Coming from here, I tried my issue on current HEAD@master and the erroneous behaviour still persists.

Code Sample, a copy-pastable example

import pandas as pd

cat = pd.CategoricalDtype(categories=[1, 2, 3, 4])
df = pd.DataFrame({'a': [1, 2, 3, 4, 3, 2, 1], 'b': [4, 3, 2, 3, 1, 2, 3]}, dtype=cat)

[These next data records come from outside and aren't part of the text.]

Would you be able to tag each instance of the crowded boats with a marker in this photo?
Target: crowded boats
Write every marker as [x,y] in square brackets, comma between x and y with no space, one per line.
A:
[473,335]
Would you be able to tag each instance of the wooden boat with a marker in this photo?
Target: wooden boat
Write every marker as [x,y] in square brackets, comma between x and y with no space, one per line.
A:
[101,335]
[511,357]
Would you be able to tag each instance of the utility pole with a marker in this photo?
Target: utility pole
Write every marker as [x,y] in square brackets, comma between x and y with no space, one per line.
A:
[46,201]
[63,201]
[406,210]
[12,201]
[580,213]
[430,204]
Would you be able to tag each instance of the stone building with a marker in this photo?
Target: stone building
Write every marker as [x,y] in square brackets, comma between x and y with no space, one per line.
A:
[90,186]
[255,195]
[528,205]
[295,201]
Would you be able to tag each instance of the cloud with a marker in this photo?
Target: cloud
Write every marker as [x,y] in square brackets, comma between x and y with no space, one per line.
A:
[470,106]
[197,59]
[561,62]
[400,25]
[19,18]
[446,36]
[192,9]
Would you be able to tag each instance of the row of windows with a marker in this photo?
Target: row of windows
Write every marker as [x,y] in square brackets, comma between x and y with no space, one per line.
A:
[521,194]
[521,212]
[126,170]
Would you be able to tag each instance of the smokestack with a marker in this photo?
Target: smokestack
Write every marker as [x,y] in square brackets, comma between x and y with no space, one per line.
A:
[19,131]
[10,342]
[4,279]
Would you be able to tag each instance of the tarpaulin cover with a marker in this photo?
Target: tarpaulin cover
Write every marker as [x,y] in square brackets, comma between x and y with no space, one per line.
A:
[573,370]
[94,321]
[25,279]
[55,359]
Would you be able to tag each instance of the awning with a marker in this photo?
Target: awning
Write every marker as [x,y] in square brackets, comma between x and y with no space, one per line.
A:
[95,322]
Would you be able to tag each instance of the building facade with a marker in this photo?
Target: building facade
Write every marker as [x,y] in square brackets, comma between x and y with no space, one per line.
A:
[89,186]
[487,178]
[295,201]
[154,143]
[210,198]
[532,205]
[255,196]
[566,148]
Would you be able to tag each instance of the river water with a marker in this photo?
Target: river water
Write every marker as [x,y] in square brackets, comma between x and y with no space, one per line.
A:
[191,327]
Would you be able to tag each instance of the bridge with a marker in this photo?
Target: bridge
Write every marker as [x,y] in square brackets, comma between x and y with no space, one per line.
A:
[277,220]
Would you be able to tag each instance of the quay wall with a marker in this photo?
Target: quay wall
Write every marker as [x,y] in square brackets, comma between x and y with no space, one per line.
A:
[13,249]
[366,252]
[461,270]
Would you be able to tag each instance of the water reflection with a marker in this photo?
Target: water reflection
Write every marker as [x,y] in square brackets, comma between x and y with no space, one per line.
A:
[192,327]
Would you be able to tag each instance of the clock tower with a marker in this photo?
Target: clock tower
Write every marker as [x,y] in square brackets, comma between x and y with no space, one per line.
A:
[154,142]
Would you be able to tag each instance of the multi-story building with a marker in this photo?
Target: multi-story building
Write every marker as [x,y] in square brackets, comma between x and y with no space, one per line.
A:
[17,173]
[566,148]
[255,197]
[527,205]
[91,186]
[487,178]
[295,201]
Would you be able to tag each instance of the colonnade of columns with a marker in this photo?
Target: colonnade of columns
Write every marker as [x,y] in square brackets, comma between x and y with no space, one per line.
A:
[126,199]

# flat categorical index, no MultiIndex
df_cat = df.set_index('a', drop=False)

diff_ind = df_cat.index.difference(df_cat.head(3).index)
print(diff_ind.dtype)  # -> category

union_ind = df_cat.index.union(df_cat.head(3).index)
print(union_ind.dtype)  # -> category


# same set operations on MultiIndex, categorical gets lost
df_cat_multi = df.set_index(['a', 'b'], drop=False)
# just make sure, we have a categorical in the first place
print(df_cat_multi.index.get_level_values(0).dtype)  # -> category
print(df_cat_multi.index.get_level_values(1).dtype)  # -> category

diff_multi_ind = df_cat_multi.index.difference(df_cat_multi.head(3).index)
print(diff_multi_ind.get_level_values(0).dtype)  # -> int64
print(diff_multi_ind.get_level_values(1).dtype)  # -> int64

union_multi_ind = df_cat_multi.index.union(df_cat_multi.head(3).index)
print(union_multi_ind.get_level_values(0).dtype)  # -> int64
print(union_multi_ind.get_level_values(1).dtype)  # -> int64

Problem description

In contrast to set operations involving flat categorical indices, the same operations on multi-indices with categorical level values revert the result back to the underlying datatype.

Expected Output

The set-operations on multi-indices should preserve the categorical dtype of level values.

Output of pd.show_versions()

INSTALLED VERSIONS ------------------ commit : ab687aec38668cdb0139ca02d6e37e8c8386ae7d python : 3.8.6.final.0 python-bits : 64 OS : Windows OS-release : 10 Version : 10.0.19041 machine : AMD64 processor : Intel64 Family 6 Model 94 Stepping 3, GenuineIntel byteorder : little LC_ALL : None LANG : None LOCALE : de_DE.cp1252 pandas : 1.3.0.dev0+849.gab687aec38 numpy : 1.19.5 pytz : 2021.1 dateutil : 2.8.1 pip : 21.0.1 setuptools : 53.1.0 Cython : 0.29.22 pytest : None hypothesis : None sphinx : None blosc : None feather : None xlsxwriter : None lxml.etree : None html5lib : None pymysql : None psycopg2 : None jinja2 : None IPython : None pandas_datareader: None bs4 : None bottleneck : None fsspec : None fastparquet : None gcsfs : None matplotlib : None numexpr : None odfpy : None openpyxl : None pandas_gbq : None pyarrow : None pyxlsb : None s3fs : None scipy : None sqlalchemy : None tables : None tabulate : None xarray : None xlrd : None xlwt : None numba : None

Comment From: mzeitlin11

Thanks for the detailed report, @tscheburaschka! Investigations to fix are certainly welcome!

Comment From: lukemanley

This appears to be fixed on main. Could use a test.